Inside, it wasn’t scary at all and my anxiety evaporated. It was warm and friendly, with colorful walls of bullets. I was immediately drawn to a secondhand Savage pump action shotgun. The ancient metal had a handsome patina and the wood was worn smooth by another’s hands from long years of use. It was heavy and masculine, and felt as if it had a soul and a story to tell. I fell stupidly in love with hot pink ear muffs and pictured myself looking adorable at the range in them.

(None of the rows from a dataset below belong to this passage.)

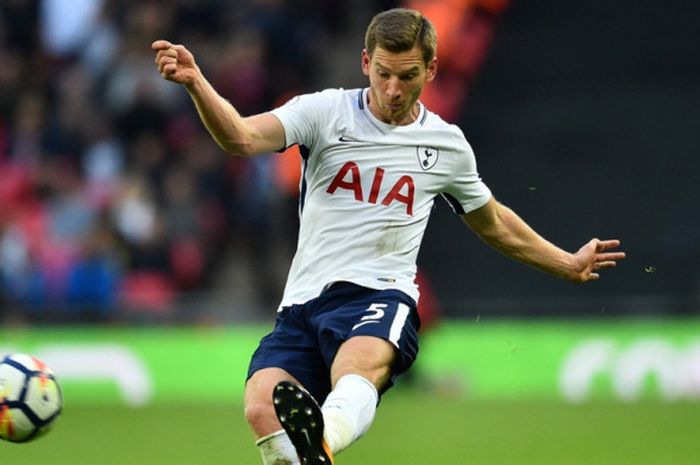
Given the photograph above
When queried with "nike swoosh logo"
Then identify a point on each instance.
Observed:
(362, 324)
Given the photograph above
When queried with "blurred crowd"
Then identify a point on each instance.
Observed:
(112, 194)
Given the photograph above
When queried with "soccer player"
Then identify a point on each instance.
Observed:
(374, 160)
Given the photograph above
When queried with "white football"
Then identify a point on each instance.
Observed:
(30, 398)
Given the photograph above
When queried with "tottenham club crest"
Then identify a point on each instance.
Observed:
(427, 157)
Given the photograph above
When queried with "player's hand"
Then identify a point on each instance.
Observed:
(593, 257)
(175, 63)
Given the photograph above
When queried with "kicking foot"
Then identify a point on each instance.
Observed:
(301, 418)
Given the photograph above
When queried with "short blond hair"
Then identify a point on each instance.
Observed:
(400, 30)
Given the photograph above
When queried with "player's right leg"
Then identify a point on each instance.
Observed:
(302, 419)
(275, 446)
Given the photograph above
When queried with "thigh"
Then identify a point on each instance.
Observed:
(368, 356)
(257, 399)
(374, 334)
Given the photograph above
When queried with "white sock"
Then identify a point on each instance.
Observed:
(277, 449)
(348, 411)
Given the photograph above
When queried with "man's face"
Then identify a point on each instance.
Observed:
(396, 81)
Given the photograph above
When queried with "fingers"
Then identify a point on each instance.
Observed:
(607, 244)
(601, 257)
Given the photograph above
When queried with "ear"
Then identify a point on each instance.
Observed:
(365, 62)
(431, 70)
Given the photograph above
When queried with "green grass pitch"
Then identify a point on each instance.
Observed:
(410, 429)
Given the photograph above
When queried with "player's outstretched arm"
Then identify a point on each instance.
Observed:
(235, 134)
(503, 229)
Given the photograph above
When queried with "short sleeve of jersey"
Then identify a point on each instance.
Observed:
(302, 115)
(467, 191)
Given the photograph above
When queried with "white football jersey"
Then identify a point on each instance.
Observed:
(367, 189)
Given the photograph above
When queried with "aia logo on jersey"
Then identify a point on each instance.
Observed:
(427, 157)
(348, 178)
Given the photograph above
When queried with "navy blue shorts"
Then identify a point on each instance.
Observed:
(306, 337)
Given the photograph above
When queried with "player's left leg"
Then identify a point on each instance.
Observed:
(318, 433)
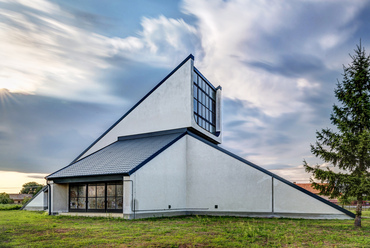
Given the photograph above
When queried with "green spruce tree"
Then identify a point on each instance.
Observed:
(348, 147)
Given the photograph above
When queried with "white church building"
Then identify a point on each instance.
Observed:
(162, 158)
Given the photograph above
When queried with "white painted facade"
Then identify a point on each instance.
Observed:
(192, 175)
(195, 178)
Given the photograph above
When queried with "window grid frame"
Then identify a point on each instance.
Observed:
(204, 104)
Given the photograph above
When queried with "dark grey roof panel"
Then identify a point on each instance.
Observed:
(120, 157)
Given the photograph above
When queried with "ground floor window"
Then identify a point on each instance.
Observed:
(96, 197)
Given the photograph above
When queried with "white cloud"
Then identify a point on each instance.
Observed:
(162, 42)
(235, 32)
(43, 54)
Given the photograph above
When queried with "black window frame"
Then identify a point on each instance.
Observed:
(204, 103)
(86, 197)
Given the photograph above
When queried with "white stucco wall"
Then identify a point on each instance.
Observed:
(168, 107)
(162, 181)
(215, 178)
(59, 197)
(290, 200)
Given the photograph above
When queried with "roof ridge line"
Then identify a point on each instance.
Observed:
(137, 104)
(151, 134)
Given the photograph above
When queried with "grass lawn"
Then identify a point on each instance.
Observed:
(36, 229)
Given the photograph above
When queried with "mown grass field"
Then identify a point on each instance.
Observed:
(36, 229)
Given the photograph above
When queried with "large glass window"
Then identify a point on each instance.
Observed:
(204, 103)
(99, 197)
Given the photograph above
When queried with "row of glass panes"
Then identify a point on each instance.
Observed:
(205, 124)
(96, 196)
(206, 100)
(204, 112)
(198, 80)
(96, 203)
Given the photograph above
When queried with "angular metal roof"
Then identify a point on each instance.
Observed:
(121, 157)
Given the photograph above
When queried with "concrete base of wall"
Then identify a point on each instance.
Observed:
(141, 215)
(106, 215)
(35, 208)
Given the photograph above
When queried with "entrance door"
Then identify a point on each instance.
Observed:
(96, 197)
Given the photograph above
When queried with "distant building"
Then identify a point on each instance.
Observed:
(162, 158)
(18, 198)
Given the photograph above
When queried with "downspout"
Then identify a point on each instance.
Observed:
(49, 199)
(132, 196)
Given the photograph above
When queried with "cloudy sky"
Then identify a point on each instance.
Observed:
(69, 69)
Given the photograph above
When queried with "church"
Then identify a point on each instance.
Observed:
(162, 158)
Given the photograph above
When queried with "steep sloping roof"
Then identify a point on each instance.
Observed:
(124, 156)
(137, 104)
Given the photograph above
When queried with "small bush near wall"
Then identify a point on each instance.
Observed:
(10, 206)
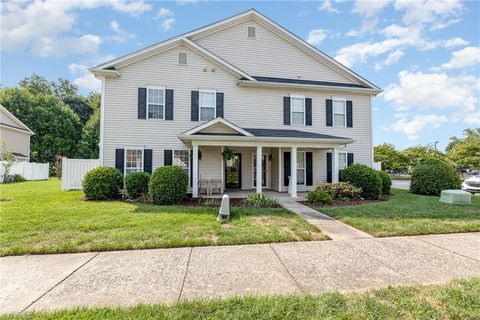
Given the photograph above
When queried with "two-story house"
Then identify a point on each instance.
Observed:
(292, 115)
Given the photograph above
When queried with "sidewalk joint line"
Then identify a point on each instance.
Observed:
(185, 276)
(302, 290)
(58, 283)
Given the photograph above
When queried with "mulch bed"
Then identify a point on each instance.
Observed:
(348, 203)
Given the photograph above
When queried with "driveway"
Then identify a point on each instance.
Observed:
(48, 282)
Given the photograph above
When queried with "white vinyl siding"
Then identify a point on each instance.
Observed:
(133, 160)
(155, 103)
(208, 102)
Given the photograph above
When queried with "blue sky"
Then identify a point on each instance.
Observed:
(425, 54)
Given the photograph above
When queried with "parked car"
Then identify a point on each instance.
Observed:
(472, 184)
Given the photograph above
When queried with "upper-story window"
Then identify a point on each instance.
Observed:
(339, 113)
(155, 103)
(208, 103)
(297, 104)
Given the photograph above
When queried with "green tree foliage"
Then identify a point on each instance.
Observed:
(465, 152)
(57, 128)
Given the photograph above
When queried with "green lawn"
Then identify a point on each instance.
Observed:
(37, 217)
(409, 214)
(456, 300)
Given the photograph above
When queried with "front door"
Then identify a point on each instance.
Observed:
(264, 170)
(233, 172)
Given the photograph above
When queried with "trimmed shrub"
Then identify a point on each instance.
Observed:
(168, 185)
(260, 200)
(365, 178)
(341, 190)
(136, 184)
(431, 176)
(102, 183)
(386, 182)
(319, 197)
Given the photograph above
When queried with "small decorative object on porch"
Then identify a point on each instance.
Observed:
(224, 212)
(228, 154)
(455, 197)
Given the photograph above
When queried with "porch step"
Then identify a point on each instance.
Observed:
(333, 228)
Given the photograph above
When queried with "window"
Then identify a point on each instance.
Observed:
(339, 113)
(155, 103)
(251, 32)
(297, 105)
(207, 105)
(301, 168)
(133, 160)
(342, 161)
(182, 58)
(181, 158)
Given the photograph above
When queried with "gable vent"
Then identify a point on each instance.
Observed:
(251, 32)
(182, 58)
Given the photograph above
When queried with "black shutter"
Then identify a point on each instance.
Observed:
(169, 104)
(167, 157)
(195, 103)
(349, 114)
(286, 111)
(142, 103)
(286, 168)
(308, 111)
(120, 159)
(329, 108)
(329, 167)
(309, 168)
(147, 161)
(349, 159)
(219, 104)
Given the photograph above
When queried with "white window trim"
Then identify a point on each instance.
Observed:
(164, 102)
(189, 161)
(296, 96)
(125, 158)
(178, 58)
(304, 168)
(200, 103)
(344, 100)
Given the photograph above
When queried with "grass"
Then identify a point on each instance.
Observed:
(37, 217)
(409, 214)
(458, 299)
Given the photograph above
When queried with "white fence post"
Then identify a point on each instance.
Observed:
(73, 171)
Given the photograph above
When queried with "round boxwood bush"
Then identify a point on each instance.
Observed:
(136, 184)
(431, 176)
(386, 182)
(102, 183)
(365, 178)
(168, 185)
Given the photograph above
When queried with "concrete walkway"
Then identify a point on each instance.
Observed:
(335, 229)
(47, 282)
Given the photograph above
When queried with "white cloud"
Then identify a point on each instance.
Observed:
(326, 5)
(415, 126)
(467, 57)
(392, 58)
(315, 37)
(455, 42)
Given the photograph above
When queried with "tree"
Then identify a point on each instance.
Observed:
(57, 128)
(390, 158)
(465, 152)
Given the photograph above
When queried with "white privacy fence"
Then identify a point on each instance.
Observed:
(73, 171)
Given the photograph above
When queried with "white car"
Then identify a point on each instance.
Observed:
(472, 184)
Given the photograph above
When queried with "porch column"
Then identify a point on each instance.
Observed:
(195, 172)
(335, 165)
(259, 169)
(293, 172)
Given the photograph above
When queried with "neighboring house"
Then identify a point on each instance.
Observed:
(290, 113)
(15, 134)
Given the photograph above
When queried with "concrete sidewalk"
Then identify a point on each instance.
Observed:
(47, 282)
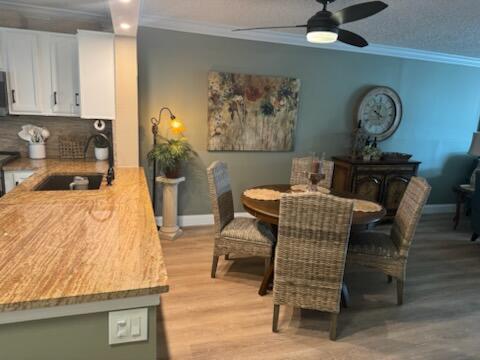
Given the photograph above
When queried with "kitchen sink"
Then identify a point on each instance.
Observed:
(62, 182)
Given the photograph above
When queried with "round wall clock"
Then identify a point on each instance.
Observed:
(380, 112)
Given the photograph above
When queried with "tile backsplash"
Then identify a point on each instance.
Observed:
(57, 125)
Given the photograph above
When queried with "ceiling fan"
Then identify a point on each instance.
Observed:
(323, 27)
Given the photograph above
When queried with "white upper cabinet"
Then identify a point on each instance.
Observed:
(23, 65)
(64, 94)
(97, 74)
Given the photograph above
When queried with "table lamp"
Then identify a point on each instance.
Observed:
(475, 151)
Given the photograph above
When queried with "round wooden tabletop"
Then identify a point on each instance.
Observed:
(268, 210)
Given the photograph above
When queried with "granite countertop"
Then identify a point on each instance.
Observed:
(69, 247)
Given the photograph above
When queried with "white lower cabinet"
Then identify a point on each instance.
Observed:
(14, 178)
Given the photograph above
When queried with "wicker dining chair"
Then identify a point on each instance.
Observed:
(239, 236)
(302, 165)
(389, 253)
(310, 255)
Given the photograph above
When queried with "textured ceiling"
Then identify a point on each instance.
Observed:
(435, 25)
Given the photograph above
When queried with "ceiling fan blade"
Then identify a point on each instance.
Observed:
(359, 11)
(350, 38)
(271, 27)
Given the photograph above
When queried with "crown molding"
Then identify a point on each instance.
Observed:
(50, 11)
(167, 23)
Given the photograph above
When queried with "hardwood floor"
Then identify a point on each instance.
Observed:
(224, 318)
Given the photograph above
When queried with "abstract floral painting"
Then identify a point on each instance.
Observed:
(251, 112)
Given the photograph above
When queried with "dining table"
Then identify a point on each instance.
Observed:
(268, 212)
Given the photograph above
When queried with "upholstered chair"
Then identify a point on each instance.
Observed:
(302, 165)
(310, 255)
(240, 236)
(476, 208)
(389, 252)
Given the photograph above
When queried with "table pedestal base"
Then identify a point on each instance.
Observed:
(169, 229)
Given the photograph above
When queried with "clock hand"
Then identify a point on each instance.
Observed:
(378, 114)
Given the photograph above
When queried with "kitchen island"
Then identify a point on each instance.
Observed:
(70, 255)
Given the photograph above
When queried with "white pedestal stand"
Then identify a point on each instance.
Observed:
(170, 229)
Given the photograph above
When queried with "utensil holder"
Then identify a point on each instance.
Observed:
(37, 151)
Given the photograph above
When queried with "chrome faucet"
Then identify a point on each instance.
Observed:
(111, 171)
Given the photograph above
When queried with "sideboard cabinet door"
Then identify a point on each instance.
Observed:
(395, 186)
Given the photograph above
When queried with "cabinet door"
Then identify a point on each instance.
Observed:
(395, 186)
(23, 72)
(368, 187)
(64, 97)
(97, 74)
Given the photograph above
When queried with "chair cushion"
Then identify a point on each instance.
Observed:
(248, 230)
(373, 243)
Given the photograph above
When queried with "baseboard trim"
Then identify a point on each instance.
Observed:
(439, 209)
(133, 302)
(207, 219)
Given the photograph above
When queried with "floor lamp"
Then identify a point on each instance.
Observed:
(174, 124)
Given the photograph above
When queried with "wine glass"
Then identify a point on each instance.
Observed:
(315, 175)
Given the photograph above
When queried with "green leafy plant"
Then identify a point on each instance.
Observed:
(170, 153)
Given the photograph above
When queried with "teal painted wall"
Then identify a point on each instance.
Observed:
(440, 102)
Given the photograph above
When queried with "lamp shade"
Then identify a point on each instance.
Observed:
(475, 147)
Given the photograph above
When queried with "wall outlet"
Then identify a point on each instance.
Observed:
(127, 326)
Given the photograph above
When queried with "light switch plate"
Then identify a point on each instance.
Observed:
(127, 326)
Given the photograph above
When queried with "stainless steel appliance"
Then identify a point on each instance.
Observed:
(5, 157)
(3, 94)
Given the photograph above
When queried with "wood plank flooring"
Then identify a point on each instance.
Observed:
(224, 318)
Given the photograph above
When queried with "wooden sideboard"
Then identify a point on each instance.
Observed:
(380, 181)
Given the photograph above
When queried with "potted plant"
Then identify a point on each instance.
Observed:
(170, 153)
(370, 152)
(101, 148)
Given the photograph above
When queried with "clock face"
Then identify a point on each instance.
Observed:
(380, 113)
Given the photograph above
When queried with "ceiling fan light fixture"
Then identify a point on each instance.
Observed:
(322, 37)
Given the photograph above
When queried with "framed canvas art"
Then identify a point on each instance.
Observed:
(251, 112)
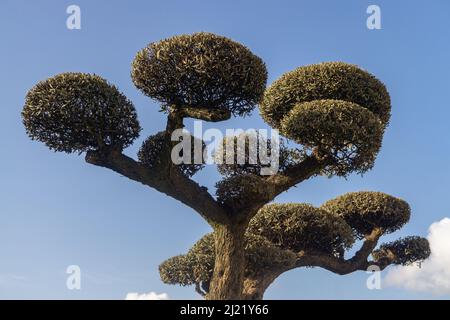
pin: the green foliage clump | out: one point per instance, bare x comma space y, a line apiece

We told the owner, who was very kind and patient with my naivete, that I planned to get into hunting and asked him for his recommendations. I held 12 gauges and 20 gauges, stared down barrels and through scopes – including one on a semi-automatic monster that had a glowing green dot. I shouldered a matte black pump action as big as I was before wisely returning to the owner’s initial suggestion – a small, lightweight 20 gauge. It had a short barrel and it felt right, like something I could handle. The only thing that kept me from purchasing my first firearm tonight was the fact that the gun was camoflauge, and I would prefer black. It comes in black but needs to be ordered.

I could have brought home a gun tonight. I could have gotten my first weapon for my birthday as I had hoped. But this is my first gun. My first implement purchased with intent to hunt. To kill. This is a serious decision, and not something I will leave to impulse. I might wind up bringing home my little black shotgun from the gun shop at the end of the dark and twisted road. Regardless, I know tonight was just the first step in what will be a very interesting journey.